27. API, logs, and metadata

Merchants and developers may submit metadata, logs, customer references, order references, product information, webhook payloads, or other data through the Services.

You must not submit unnecessary sensitive personal information, full card numbers, CVVs, passwords, private keys, health information, government identifiers, or other highly sensitive information through metadata, logs, support messages, or free-text fields unless Storrik has specifically requested it through an approved method.

We may use API logs, request logs, webhook logs, and metadata to provide the Services, debug issues, prevent fraud, maintain security, respond to disputes, support compliance, and enforce our terms.

28. Payment Processor terms and privacy practices

Payment Processors and other third-party providers may handle personal information under their own terms and privacy policies.
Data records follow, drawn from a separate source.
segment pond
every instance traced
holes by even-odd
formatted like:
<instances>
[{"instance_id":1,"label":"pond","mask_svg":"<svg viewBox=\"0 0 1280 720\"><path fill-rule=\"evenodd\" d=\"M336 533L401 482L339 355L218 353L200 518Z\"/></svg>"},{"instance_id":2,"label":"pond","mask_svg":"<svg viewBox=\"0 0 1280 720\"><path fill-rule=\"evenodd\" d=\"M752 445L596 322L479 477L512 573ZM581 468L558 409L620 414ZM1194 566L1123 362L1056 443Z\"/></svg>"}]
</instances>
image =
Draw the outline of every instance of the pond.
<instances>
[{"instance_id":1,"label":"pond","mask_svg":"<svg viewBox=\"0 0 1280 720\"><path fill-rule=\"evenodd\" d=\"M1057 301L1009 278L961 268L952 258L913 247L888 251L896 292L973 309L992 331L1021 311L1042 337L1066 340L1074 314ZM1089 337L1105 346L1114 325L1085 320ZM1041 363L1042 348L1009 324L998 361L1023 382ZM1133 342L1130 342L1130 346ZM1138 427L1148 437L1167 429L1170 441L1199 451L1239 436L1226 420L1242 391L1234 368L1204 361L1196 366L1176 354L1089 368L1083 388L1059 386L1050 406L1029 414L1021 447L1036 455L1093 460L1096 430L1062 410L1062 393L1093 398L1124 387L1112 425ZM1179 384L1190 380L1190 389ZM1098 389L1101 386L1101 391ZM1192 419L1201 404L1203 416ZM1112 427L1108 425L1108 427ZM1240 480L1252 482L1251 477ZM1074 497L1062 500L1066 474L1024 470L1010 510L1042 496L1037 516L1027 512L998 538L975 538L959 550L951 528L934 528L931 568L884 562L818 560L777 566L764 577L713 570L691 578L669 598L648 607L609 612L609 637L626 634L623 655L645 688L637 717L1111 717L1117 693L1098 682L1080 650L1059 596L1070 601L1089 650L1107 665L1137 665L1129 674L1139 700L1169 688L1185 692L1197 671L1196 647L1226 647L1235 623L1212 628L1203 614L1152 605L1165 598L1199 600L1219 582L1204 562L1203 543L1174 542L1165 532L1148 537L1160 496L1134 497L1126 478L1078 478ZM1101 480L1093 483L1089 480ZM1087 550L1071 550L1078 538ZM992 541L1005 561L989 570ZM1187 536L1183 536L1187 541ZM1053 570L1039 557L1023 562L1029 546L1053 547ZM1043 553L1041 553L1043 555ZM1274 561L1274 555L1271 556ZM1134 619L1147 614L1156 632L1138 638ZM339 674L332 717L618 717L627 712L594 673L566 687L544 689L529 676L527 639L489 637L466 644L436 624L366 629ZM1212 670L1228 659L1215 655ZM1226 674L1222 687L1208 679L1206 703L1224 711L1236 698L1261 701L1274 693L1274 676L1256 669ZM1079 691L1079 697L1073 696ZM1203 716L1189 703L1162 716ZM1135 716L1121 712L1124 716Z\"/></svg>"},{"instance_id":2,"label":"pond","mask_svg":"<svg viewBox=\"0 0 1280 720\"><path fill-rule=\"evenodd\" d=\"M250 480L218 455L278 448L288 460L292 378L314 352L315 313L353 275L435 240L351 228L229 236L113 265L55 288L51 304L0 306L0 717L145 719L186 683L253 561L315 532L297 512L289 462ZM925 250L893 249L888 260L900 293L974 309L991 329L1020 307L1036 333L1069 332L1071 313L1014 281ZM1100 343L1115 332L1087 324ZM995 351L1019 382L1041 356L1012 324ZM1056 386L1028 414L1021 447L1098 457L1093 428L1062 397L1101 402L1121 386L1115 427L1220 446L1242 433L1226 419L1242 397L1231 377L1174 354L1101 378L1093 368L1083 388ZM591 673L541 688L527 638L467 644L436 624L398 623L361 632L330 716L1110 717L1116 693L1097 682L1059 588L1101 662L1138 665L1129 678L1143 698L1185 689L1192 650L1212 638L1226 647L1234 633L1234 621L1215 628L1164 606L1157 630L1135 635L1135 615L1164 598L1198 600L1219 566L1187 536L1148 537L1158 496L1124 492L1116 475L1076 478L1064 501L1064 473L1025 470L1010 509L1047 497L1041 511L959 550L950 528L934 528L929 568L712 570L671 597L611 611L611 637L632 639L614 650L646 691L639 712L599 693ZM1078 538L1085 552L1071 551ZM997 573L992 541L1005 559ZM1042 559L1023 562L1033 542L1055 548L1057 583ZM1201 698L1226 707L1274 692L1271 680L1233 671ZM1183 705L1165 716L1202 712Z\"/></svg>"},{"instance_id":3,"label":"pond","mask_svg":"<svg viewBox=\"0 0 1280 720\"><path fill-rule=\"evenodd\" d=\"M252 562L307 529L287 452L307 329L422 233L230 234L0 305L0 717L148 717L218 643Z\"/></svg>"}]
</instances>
Their practices may differ from ours.

Where a Payment Processor independently determines how and why it handles personal information, it may be responsible for its own privacy obligations. Where required, you may need to provide Customers or business representatives with notices about Payment Processor handling of personal information.

29. Complaints

If you have a privacy complaint, contact us at privacy@storrik.com. Please include enough information for us to understand and investigate the issue.

We will respond within a reasonable time. If you are not satisfied with our response, you may be able to complain to the privacy regulator in your jurisdiction.

For Australia, you may contact the Office of the Australian Information Commissioner.

30. Changes to this Privacy Policy

We may update this Privacy Policy from time to time to reflect changes to our Services, legal requirements, Payment Processor requirements, technology, privacy practices, or business operations.

If a change is material, we will provide notice through the dashboard, website, email, or another appropriate method. The updated Privacy Policy applies from the date stated at the top of the policy or from another date we specify.

31. Additional notices

We may provide additional privacy notices for specific products, regions, onboarding steps, identity checks, payment flows, cookies, automated systems, or data processing arrangements. Those notices should be read together with this Privacy Policy.